At 7th level, there’s not a lot of room to add something that is powerful or impactful in terms of damage. Consider finding a flavorful boost to one of the paladin’s core features, or a minor utility feature that lets the paladin express their oath more consistently.

15th level can provide the constant benefit of a 1st-level spell, though keep in mind that protection from good and evil is a relatively narrow spell, at high levels its benefits are more likely to come into play. Think of your paladin tenets. Is there a specific type of enemy that this subclass should perform well against? Consider an impactful benefit that applies to that foe.

Finally, at 20th level the paladin gains a feature that allows them to embody their tenets. This benefit should be usable once per long rest, last for the length of an encounter, and generate about 10 points of damage per round. Damage could be healing, special effects given to enemies or allies, and so on. As a rule of thumb, consider the effect to be equivalent to a 1st level spell, or a narrow 2nd level one.

Bonus Topic: Why Divine Smite is Too Good

In retrospect, Divine Smite is the most obviously unbalanced mechanic across all the classes in the 2014 rules. It’s simply too good to allow a character to burn through multiple spell slots in a single turn. There’s a good reason why bonus action spells shut down your ability to cast anything other than cantrips. That rule has caused much consternation over the years. It feels like a big damper on why bonus action spells are fun. Throwing out a healing word then zapping a bad guy with guiding bolt feels great, but to make bonus action spells worth using their power had to run a little too high to make pairing them with spellcasting a balanced option. The game’s action economy already tilts toward the players. Letting them burn through multiple spells on a single turn is simply too much.

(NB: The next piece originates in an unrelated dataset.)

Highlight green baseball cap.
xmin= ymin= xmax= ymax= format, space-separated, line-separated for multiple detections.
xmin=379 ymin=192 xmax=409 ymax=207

On the other hand, bonus actions work great as buffs to attacks. You can tone down the overall power but then add it on top of a set of attacks to hit a balanced damage output. To this day, I have no idea why Divine Smite ignores that rule. The smite spells in the 2014 rules use bonus actions. They even require concentration to prevent players from layering multiple smites on a single attack and burning through spell slots too quickly.

I think the bigger lesson here is that mistakes are going to happen. Even a team of full-time designers and editors gets things wrong, especially in games as intricate as TTRPGs. The real mistake is in failing to learn lessons from your errors. I’ve learned far more from my mistakes than from my successes.